Masahiro Tsuboi, MD, discusses treatment with osimertinib for patients with EGFR-mutated non–small cell lung cancer and central nervous system disease recurrence.
Masahiro Tsuboi, MD, a surgeon at the National Cancer Center Hospital East in Japan, discusses treatment with osimertinib (Tagrisso) for patients with EGFR-mutated non–small cell lung cancer (NSCLC) and central nervous system (CNS) disease recurrence.

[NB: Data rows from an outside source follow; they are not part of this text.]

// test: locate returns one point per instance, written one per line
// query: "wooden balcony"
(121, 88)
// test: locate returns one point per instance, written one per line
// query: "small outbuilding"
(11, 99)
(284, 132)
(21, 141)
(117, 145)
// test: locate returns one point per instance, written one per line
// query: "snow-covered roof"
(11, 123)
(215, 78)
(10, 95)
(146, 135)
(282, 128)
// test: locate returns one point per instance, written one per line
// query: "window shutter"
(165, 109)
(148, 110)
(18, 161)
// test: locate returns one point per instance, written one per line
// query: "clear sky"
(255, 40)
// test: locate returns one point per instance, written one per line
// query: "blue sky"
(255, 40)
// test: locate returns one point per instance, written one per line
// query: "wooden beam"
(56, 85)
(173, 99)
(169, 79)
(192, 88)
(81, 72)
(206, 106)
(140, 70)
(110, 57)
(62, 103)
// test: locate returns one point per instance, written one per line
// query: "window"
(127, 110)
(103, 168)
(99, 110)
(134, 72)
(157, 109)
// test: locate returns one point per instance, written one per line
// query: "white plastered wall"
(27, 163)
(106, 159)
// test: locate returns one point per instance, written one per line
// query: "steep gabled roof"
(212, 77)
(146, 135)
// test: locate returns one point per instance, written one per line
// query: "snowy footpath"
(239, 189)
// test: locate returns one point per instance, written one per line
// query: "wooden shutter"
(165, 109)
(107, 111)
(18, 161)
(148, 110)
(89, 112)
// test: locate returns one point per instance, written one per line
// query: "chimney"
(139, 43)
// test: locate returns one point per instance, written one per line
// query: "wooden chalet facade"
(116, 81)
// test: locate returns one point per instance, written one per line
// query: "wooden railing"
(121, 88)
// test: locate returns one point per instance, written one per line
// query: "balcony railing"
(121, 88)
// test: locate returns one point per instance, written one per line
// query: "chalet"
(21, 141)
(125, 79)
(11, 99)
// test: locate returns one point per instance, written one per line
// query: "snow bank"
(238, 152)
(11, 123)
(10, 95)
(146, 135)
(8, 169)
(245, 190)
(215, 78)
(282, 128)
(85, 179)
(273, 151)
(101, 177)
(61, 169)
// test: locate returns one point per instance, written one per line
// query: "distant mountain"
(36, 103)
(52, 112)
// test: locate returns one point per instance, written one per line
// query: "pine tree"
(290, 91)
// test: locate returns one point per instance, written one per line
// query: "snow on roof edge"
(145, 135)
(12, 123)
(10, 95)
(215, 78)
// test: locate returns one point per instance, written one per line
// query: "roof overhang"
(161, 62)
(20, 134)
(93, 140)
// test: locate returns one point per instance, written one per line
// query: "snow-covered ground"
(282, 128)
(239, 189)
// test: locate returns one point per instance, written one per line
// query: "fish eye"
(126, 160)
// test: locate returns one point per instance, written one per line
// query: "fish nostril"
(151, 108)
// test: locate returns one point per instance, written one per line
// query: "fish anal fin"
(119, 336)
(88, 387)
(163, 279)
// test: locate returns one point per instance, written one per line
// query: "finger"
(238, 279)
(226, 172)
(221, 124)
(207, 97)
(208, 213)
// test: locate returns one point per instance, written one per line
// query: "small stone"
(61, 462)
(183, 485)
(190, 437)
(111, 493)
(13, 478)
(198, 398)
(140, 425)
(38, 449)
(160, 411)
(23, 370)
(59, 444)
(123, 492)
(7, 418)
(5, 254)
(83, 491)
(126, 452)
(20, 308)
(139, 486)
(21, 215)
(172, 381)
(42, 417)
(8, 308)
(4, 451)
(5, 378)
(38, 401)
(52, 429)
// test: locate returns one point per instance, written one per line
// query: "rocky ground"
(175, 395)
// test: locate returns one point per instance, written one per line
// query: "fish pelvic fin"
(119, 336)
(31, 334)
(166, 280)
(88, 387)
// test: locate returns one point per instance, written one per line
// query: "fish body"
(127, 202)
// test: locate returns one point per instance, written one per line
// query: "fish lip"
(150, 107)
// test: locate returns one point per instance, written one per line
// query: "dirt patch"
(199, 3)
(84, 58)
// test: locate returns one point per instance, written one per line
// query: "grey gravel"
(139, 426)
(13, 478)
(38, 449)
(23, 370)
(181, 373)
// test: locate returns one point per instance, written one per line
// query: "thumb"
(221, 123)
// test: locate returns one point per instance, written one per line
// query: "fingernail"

EGFR tyrosine kinase inhibitors (TKIs) are standard of care for patients with NSCLC and EGFR mutations in the adjuvant setting. Previous studies have suggested their use in the resectable setting, according to Tsuboi. Disease recurrence can be local or distant for patients with resected NSCLC, and the type of recurrence impacts outcome after surgery. Local recurrence is associated with a longer survival outcome compared with distant recurrence.
CNS metastases are common for patients with EGFR mutations. Tsuboi says an example of this is the adjuvant RADIANT study (NCT00373425), where 77% of the recurrence in patients with NSCLC receiving erlotinib (Tarceva) had CNS involvement. CNS metastases indicate a poor prognosis for these patients and remains an unmet need in this setting. By preventing CNS recurrence, patient outcomes will improve, Tsuboi says.
Osimertinib has shown clinical significance for exposure in the brain compared with other EGFR TKIs and has shown greater penetration of the blood-brain barrier.